Categories: arts & entertainment, gender & feminism, Life, medicine, parenting, work and family

Tags: , ,

12 replies

  1. I wasn’t around in the 50s, but based on some of my older family members, was they way WASPy types at least handled every remotely challenging situation. You don’t talk about it. You silence anybody who tries to talk about it. And you slap a smile on your face and act as though everything’s peachy. It was a mess.

  2. Great movie review, Helen. More, more, more.

  3. Oooh, do a Howard Hawks movie next. Bringing up baby is one of my all-time favourite films. The basic plot: Cary Grant is engaged to a career woman. Cary Grant is therefore emasculated. Cary Grant meets a stereotypically feminine woman (scatterbrained, impetuous, narcissistic), and has to act stereotypically masculine to get her out of an assortment of wacky situations. They fall in love and live happily ever after.
    The high-points of hilarity are when Cary Grant wears a dress, and physically assaults Katherine Hepburn to stop her talking. Also there is a leopard.

  4. Also there is a leopard.
    I AM SO THERE.

  5. Oh, I’ve seen Bringing up Baby a couple of times and LOL’d at it – it definitely needs the Hoyden about Town deconstruction. Problem is I now go to bed at a respectable time and don’t have pay TV, so I never get to see these things. I’ll look out for it at the DVD shop – unless Jennifer gets in there first!

  6. I wasn’t around in the 50s, but based on some of my older family members, was they way WASPy types at least handled every remotely challenging situation. You don’t talk about it. You silence anybody who tries to talk about it. And you slap a smile on your face and act as though everything’s peachy. It was a mess.

    Yep.
    There’s a whole other post in there when I get time.

  7. *Thinks*
    Maybe the film was a slycritique of that WASPy cracking-hardy attitude? A reductio ad absurdum?

  8. The bit that I don’t believe is that the doctor told her. Nobody told my grandmother, or her children, that she had terminal cancer in 1968. They didn’t tell her son when she was in hospital dying – in fact my mother isn’t entirely sure when he was told – he was sent away for a week (he was 11). It was an idyllic life wasn’t it?
    Incidentally, there was no other woman, in fact the “other woman” who helped out after my grandmother’s death only became my grandfather’s wife 12 years later.

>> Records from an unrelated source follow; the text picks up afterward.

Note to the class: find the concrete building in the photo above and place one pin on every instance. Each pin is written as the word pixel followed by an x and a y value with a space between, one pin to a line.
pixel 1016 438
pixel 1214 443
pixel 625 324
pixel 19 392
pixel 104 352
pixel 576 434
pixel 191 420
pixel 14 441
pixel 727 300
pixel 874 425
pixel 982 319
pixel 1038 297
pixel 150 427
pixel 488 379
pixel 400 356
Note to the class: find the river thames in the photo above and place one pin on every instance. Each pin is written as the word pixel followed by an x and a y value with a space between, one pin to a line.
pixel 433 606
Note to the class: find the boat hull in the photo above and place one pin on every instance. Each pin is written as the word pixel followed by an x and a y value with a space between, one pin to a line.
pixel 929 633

  9. TT (I assume it was you) I LOVE that image. Thank you.
    Ariane – so the idea the doctor wouldn’t have told his own patient the truth about her condition wasn’t completely over the top? Jeez.
    My mum knew, but then again we had an absolute star of a female GP, and also, unlike this movie, with real live cancer there are a lot of, you know, symptoms, as everyone here knows.

    • TT (I assume it was you) I LOVE that image. Thank you.

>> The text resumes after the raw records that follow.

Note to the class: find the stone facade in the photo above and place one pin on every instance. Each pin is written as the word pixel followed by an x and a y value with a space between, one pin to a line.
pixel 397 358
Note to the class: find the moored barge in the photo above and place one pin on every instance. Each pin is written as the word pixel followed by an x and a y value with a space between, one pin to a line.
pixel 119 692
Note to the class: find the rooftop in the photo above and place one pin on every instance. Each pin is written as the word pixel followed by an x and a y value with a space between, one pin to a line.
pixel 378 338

      Helen, it was me, yes. I went googling for images for LOLWUT and came back with lots of variations on that, which meant I had to look it up at Know Your Meme, which meant I felt compelled to include the link as well. I love the original image.
      This movie sounds like a good reality check to remember the headspace that a lot of the senior specialists in teaching hospitals were passing on to those who are still many of the senior specialists setting the culture for today.

  10. I don’t know what they did tell my grandmother, but they never told her she had terminal cancer. She never got to choose anything about her treatment, or even whether she wanted to say goodbye to her children.
    Also, I gather the doctors predicted the course of her illness very well, at least at the end. I can’t remember how accurate the prediction of her life expectancy from diagnosis was, but they said that once X happened, she’d have 7 days to live, which she did. And they still didn’t tell her she was dying (although she may have been on so much morphine by then that it wasn’t really a possibility).
    No wonder so many doctors still have problems with the idea that they are a partner in their patients’ treatments, rather than a dictator, when you consider where they’ve come from.